Of course, there are a large number of methods which allow the detection of supernumerary triplets compared to normal sequences, for example it is possible to highlight differences in molecular weights using gels and an RFLP type method. . However, the most effective methods consist in carrying out an amplification operation, before highlighting the differences, by any suitable method, in particular the so-called "PCR" method, even if other methods can be used.

It is not necessary here to describe in detail the PCR method, it makes it possible to considerably amplify a specific sequence comprised between two sequences called "primers".

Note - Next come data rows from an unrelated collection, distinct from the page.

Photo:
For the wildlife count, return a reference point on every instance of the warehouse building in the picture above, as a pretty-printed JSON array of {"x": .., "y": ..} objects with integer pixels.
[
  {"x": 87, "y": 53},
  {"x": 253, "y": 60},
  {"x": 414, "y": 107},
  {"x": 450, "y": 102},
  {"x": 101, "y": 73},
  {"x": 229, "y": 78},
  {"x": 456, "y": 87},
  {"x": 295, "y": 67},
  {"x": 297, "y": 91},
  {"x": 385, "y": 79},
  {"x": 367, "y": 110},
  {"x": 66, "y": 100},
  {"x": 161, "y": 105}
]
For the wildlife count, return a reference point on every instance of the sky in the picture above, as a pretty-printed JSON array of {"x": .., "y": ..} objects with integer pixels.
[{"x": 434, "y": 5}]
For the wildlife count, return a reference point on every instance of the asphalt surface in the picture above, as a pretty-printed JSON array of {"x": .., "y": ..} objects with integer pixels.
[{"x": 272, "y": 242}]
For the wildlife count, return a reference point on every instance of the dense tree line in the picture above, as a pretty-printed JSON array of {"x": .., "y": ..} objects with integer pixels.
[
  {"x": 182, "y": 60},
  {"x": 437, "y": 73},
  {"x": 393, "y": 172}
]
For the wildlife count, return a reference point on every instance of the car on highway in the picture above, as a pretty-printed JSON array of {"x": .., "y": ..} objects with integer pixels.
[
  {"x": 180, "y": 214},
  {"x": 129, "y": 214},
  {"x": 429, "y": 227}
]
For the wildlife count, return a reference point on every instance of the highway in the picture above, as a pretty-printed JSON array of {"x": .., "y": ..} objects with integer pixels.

Among the primers which can be used in the context of the methods according to the invention, mention should be made of the primers of SEQ IDs 1 to 24 which constitute pairs of primers for each of the sequences which are the subject of the invention.

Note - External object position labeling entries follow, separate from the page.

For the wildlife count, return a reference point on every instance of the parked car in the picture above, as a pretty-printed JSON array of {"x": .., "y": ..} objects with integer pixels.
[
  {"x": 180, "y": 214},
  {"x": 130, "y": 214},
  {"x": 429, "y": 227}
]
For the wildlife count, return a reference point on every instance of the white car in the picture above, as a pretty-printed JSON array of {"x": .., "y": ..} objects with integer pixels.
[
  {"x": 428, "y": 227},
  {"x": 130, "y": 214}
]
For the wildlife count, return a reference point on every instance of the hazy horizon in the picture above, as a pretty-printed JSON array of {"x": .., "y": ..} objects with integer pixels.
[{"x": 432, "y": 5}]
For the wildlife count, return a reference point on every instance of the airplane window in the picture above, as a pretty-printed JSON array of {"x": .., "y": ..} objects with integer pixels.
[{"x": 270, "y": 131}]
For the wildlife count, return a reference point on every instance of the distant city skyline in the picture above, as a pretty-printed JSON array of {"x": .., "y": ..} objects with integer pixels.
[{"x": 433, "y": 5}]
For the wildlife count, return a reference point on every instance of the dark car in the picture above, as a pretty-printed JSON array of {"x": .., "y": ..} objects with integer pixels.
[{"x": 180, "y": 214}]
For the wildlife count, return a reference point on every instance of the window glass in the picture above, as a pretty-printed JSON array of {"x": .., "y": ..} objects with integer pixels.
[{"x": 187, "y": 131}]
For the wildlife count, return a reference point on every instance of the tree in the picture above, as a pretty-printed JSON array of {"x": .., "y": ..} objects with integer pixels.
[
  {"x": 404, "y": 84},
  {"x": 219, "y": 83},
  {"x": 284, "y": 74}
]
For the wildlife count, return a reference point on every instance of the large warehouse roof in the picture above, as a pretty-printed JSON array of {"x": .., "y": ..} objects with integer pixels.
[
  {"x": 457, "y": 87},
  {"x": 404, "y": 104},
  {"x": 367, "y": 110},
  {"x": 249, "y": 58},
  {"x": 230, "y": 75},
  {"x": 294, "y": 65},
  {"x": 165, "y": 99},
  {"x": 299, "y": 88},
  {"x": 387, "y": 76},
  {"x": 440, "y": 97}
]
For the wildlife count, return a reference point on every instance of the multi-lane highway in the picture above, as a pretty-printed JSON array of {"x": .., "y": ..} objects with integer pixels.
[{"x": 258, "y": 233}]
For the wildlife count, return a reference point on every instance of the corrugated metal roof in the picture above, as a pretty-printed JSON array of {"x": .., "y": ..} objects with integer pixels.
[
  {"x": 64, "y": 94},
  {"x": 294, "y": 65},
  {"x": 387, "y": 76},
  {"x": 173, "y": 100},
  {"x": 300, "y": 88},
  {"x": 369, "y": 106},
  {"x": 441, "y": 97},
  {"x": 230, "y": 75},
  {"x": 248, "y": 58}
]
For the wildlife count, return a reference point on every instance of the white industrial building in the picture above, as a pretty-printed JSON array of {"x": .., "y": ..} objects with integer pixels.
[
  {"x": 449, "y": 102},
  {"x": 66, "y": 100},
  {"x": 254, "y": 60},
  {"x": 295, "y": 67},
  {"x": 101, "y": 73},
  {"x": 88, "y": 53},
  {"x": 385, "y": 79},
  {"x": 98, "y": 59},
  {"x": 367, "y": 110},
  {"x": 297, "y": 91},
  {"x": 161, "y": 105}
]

Using the primers described above, the sequences according to the present invention are amplified and it is then possible, by comparison with a normal and / or standard sample, to demonstrate the presence of the supernumerary triplets and therefore the possibility of occurrence of a disease linked to this type of dynamic mutation.

It is also interesting to note that certain repeated triplet diseases are known to be associated with moderate to very small variations in the number of repeated triplets, such as, for example, SCA6 and Behçet's disease. Under these conditions, the diagnostic method can allow not only a good prognosis for the onset of the disease, but also to assess the time when this disease will occur and / or its possible severity.

The present invention also relates to genes and their alleles which carry, at least in part, these sequences, said genes being, of course, directly involved in the occurrence of the disease. It also relates to a transformed cell expressing all or part of the above genes, a protein obtained from such a cell, a protein interacting with the aforementioned protein as well as a vector expressing one of these proteins.

The corresponding genes can be expressed in cells by known means in order to produce the corresponding proteins.

It is possible to envisage the use of said proteins in certain diagnostic kits for example. In general, these proteins being involved in the disease, we will wish to reduce their quantity, either by blocking their expression by appropriate methods at the level of genes or regulatory elements, or by fixing or inactivating them, for example by using receptor proteins acting as decoys. Again, these receptor or inactivated proteins can be generated in situ by expression of the corresponding DNA sequences.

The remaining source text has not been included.